My mother, though, is not a useless woman, nor a helpless one. She has a power all her own. And she is ruthless, but in a way most people call dedicated. If she had had a child just slightly different from myself she would have taken vicious, tremendous care of it. She would have scrubbed skin raw, enforced strict television watching hours and homework times, demanded torrents of extracurricular activities and thank-you cards for all gifts given on all occasions. That child would have been a force, a power; polished like a gem and burning with ability. My mother could have unleashed something on this world. If she had been able to, she could have really made something.

When I was a kid my family used to go over to my cousins’ house for dinner once a week, and in the summertime we would eat in the garage where my aunt thought it was cooler, though it never seemed to be. We ate with the garage door open part way, because if you ate in the garage you had to leave the door open or else you would die from gas fumes, my aunt believed. This was my father’s sister, my mother’s sister did not believe things like that, and anyway she was dead before the time I am thinking of. My mother was a smoker then (although this is now something we share a hatred for) and my aunt made her sit out in the driveway to smoke, partly because my mother had never managed to win the affection of any of my father’s five (five!) sisters, and partly because my aunt believed that my mother’s cigarettes would ignite the greasy oil and gasoline spots on the garage floor. My aunt, you see, had many beliefs. When she wanted a cigarette, my mother would sigh, always, and take her folding chair out to the dark of the driveway where she would sit with her good, left side facing the garage. This was largely for the benefit of my father’s sister; to show her what she might be with a little effort. My mother did not like my aunts all that much either, for what it’s worth. But it isn’t worth much, and here’s why: it is not even really the point of the story.
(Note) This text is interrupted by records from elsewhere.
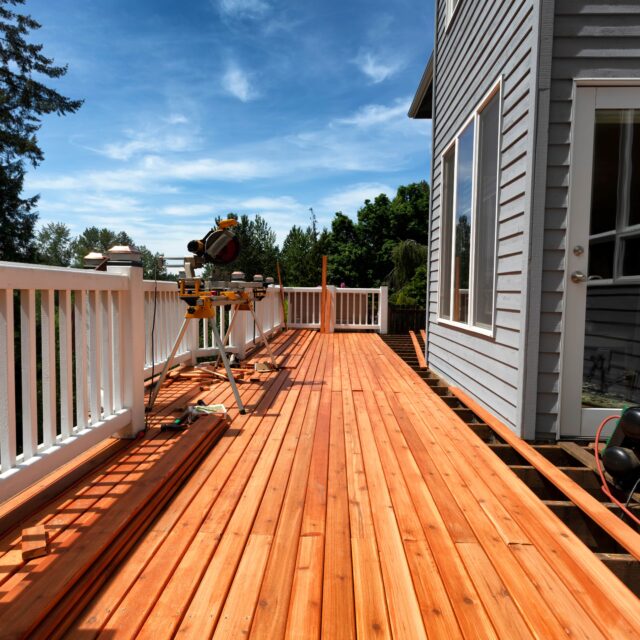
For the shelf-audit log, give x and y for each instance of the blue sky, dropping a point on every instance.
(199, 108)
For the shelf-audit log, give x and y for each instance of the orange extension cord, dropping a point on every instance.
(605, 484)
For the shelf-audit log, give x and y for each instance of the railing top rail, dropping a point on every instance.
(357, 290)
(16, 275)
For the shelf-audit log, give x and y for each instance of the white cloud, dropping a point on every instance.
(235, 82)
(243, 8)
(352, 198)
(374, 68)
(146, 143)
(373, 114)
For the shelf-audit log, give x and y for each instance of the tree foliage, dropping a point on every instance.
(361, 252)
(24, 99)
(100, 240)
(301, 255)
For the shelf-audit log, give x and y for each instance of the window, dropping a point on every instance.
(468, 221)
(452, 5)
(614, 234)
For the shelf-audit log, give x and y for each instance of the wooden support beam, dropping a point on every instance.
(621, 532)
(416, 345)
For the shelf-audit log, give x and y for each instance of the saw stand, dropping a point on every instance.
(208, 310)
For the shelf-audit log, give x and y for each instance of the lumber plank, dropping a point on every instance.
(164, 611)
(503, 611)
(418, 349)
(572, 562)
(404, 611)
(202, 613)
(536, 613)
(35, 542)
(372, 617)
(74, 600)
(462, 595)
(162, 541)
(304, 617)
(338, 609)
(239, 606)
(112, 596)
(270, 617)
(53, 574)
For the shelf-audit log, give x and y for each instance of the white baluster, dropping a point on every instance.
(48, 334)
(82, 393)
(28, 361)
(106, 313)
(7, 383)
(95, 333)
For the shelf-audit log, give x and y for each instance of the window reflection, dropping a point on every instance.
(464, 202)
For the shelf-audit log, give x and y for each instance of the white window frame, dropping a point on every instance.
(622, 231)
(470, 326)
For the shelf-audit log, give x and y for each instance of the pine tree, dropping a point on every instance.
(24, 99)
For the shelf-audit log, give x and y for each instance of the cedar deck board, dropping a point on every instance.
(328, 510)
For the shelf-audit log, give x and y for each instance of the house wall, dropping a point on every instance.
(591, 39)
(486, 40)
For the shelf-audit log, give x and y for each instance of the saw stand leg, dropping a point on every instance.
(222, 354)
(167, 364)
(262, 337)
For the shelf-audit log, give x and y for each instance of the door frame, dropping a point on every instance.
(588, 95)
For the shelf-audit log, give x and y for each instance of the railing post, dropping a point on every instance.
(237, 337)
(131, 358)
(383, 309)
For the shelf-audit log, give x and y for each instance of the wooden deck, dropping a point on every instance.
(351, 501)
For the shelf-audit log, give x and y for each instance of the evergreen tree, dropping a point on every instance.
(23, 101)
(100, 240)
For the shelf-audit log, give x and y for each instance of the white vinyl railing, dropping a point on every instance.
(303, 308)
(351, 309)
(68, 345)
(361, 309)
(75, 349)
The point of the story is: Sitting in the driveway, with her lower half all lit up by garage light, and her upper half in the dark, was a woman, my mother. She presented her profile carefully, even though none of us could see it, denied as it was the light that the rest of us sat under. All we could see was the ember at the end of her cigarette hovering like an insect near her throat and face. And when she was almost finished smoking she would saunter down to the end of the driveway and carefully take the last drag before tossing the butt (unfailingly, unerringly) into my aunt’s rose bushes. The light of the ember made a line; a pure, clean cut into the darkness. Impossible, then, to love a better woman; and impossible to love even the worst one more.